Receive data via webhook
A webhook flips the direction of a data connection: instead of Dotwave reaching out to fetch data, you push data to Dotwave whenever you have it. This is ideal for event streams, automation platforms, and scripts that run on their own schedule. Dotwave gives you a unique URL, and anything that can send an HTTP POST can feed a dataset.
What is a webhook endpoint?
When you create a webhook data source, Dotwave generates a unique HTTPS URL. Any service that can send an HTTP POST request — an automation tool like Zapier or Make, or your own application code — sends data to that URL. Dotwave receives the payload and creates or updates a dataset automatically, with no manual import step. The URL is the shared secret between your sender and Dotwave, so treat it as sensitive.
Create a webhook
From the Data sources page, click Add data source and choose Webhook.
Give the webhook a descriptive name so you can recognize the dataset it feeds.
Select JSON or CSV to match what your sender will POST.
Pick Replace (each payload replaces all data) or Append (each payload adds rows to the existing data).
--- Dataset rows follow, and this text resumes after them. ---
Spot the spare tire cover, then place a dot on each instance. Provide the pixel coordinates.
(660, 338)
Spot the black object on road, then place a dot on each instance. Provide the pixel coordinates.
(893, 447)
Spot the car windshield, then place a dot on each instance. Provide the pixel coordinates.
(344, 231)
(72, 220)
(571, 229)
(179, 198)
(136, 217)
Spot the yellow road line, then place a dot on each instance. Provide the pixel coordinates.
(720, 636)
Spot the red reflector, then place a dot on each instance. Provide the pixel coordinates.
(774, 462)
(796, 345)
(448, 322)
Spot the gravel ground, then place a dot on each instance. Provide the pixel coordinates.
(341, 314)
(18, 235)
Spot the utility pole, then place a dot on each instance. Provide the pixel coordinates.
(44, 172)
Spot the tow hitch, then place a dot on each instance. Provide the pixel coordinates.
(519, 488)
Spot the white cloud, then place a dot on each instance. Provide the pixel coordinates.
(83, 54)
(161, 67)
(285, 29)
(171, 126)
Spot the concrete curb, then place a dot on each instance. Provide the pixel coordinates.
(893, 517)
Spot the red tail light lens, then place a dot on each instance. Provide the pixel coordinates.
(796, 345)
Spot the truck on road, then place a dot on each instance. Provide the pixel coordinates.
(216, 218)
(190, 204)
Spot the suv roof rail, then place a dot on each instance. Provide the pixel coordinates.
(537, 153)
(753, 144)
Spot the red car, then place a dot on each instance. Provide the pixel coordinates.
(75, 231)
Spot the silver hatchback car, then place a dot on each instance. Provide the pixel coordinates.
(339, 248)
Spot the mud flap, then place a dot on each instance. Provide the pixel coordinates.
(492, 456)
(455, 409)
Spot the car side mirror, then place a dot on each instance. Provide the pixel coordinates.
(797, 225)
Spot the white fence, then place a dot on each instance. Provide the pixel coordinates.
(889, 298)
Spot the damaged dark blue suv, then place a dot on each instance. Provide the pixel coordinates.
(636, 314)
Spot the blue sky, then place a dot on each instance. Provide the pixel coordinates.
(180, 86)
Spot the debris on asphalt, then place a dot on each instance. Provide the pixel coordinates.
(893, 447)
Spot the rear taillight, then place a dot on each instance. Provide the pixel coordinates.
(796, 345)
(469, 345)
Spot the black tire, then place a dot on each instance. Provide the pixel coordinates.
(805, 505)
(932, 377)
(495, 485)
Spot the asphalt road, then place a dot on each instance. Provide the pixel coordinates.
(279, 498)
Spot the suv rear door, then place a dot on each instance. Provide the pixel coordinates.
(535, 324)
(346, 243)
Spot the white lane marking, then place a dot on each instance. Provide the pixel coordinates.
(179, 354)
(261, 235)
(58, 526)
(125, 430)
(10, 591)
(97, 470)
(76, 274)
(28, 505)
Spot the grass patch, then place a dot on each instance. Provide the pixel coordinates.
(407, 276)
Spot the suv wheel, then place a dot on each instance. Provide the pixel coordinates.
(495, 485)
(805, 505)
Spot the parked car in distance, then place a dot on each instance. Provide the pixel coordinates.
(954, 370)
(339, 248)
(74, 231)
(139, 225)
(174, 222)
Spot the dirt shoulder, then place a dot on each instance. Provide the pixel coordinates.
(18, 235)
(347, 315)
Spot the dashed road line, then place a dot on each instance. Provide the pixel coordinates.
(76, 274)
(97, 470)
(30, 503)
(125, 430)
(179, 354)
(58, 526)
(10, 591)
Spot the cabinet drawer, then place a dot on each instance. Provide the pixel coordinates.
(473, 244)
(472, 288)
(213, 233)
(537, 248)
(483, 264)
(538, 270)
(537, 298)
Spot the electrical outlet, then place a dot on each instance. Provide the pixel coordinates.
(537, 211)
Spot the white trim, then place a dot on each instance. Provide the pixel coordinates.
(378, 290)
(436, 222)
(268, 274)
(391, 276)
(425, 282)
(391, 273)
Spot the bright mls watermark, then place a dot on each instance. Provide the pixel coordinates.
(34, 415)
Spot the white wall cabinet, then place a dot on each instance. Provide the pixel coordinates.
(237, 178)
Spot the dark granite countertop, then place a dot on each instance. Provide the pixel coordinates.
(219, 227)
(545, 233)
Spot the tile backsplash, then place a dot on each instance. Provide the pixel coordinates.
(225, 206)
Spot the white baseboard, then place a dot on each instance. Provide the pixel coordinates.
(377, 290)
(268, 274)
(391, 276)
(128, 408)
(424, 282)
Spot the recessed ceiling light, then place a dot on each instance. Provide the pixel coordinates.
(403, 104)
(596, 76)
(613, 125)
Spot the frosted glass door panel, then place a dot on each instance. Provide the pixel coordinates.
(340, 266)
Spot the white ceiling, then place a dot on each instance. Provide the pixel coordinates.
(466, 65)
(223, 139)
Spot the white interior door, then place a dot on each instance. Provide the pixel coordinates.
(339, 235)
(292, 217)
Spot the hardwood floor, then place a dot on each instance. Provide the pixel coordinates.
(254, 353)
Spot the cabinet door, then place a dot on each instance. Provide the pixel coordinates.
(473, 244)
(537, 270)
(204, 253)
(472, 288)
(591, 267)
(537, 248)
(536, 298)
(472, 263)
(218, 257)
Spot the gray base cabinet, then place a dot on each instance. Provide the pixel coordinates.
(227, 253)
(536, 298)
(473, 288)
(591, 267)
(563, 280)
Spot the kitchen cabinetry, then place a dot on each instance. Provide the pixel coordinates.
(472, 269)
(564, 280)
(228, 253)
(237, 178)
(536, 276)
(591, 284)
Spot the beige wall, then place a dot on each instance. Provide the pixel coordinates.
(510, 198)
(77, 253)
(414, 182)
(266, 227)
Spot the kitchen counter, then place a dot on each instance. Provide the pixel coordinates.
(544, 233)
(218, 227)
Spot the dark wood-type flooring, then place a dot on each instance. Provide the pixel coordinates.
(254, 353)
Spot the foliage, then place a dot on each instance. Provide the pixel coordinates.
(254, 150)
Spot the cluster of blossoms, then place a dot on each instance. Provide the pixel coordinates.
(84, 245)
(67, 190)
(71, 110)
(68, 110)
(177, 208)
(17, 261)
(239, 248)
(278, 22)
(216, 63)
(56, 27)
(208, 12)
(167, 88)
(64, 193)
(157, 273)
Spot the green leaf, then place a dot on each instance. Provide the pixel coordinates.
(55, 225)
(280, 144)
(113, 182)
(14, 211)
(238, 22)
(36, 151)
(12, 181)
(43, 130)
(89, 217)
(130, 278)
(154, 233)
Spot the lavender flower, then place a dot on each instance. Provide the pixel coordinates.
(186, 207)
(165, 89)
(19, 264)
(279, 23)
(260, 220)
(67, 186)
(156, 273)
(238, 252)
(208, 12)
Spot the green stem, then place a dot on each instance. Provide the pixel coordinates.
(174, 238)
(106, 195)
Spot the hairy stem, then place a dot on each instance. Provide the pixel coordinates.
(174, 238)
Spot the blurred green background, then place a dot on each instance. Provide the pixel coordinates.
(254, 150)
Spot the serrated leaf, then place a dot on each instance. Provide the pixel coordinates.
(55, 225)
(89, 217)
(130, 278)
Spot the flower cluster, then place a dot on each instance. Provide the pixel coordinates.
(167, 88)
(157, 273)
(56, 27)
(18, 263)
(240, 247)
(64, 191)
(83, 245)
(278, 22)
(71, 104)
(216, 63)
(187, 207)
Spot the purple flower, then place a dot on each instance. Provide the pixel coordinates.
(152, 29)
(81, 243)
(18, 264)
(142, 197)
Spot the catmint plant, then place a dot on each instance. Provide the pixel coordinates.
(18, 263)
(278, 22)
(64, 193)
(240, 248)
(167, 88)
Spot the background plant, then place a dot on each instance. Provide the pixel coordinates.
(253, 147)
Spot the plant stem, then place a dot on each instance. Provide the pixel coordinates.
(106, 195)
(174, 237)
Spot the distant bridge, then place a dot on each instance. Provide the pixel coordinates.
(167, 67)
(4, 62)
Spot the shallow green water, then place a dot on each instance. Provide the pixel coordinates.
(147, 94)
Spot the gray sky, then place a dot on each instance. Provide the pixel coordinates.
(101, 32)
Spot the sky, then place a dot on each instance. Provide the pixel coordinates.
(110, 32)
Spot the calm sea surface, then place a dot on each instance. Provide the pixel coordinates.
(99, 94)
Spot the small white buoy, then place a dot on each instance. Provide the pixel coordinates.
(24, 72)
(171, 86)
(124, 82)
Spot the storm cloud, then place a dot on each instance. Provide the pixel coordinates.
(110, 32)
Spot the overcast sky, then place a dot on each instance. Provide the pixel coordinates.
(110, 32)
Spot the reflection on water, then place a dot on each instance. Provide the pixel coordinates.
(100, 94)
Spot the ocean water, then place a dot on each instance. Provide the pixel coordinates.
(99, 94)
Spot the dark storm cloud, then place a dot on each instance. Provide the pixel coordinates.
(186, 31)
Add a signature secret if you want Dotwave to verify that payloads genuinely came from your sender.
Click Create, then Activate the webhook. Dotwave shows the unique URL to send data to.
Send data to your webhook
Once the webhook is active, POST your payload to the generated URL. Here is a minimal example using curl with a JSON body:
curl -X POST YOUR_WEBHOOK_URL \
-H "Content-Type: application/json" \
-d '[{"col1":"value","col2":123}]'
Replace YOUR_WEBHOOK_URL with the URL Dotwave generated. The same request works from any language or automation tool — the only requirements are the correct URL, the right content type, and a body in the format you selected.
Payload format
The body you send depends on the format you chose when creating the webhook:
- JSON — send either an array of objects,
[{...}, {...}], or an object with adatawrapper,{"data": [...]}. Each object is one row and its keys become columns. - CSV — send standard CSV text with the column headers in the first row, followed by one row of values per line.
Use Append mode for streaming data that arrives in batches. Use Replace for full refreshes where each payload is the complete dataset.
Verifying and securing payloads
If you added a signature secret, configure your sender to sign each request with it so Dotwave can reject anything that does not match. Because the webhook URL is effectively a credential, avoid committing it to source control or pasting it into shared documents. If a URL is ever exposed, delete the webhook and create a new one — the old URL stops accepting data immediately.
In Append mode, each accepted payload adds rows without removing existing ones, so a dataset can grow indefinitely. Plan periodic Replace payloads or downstream filtering if you only care about a recent window of data.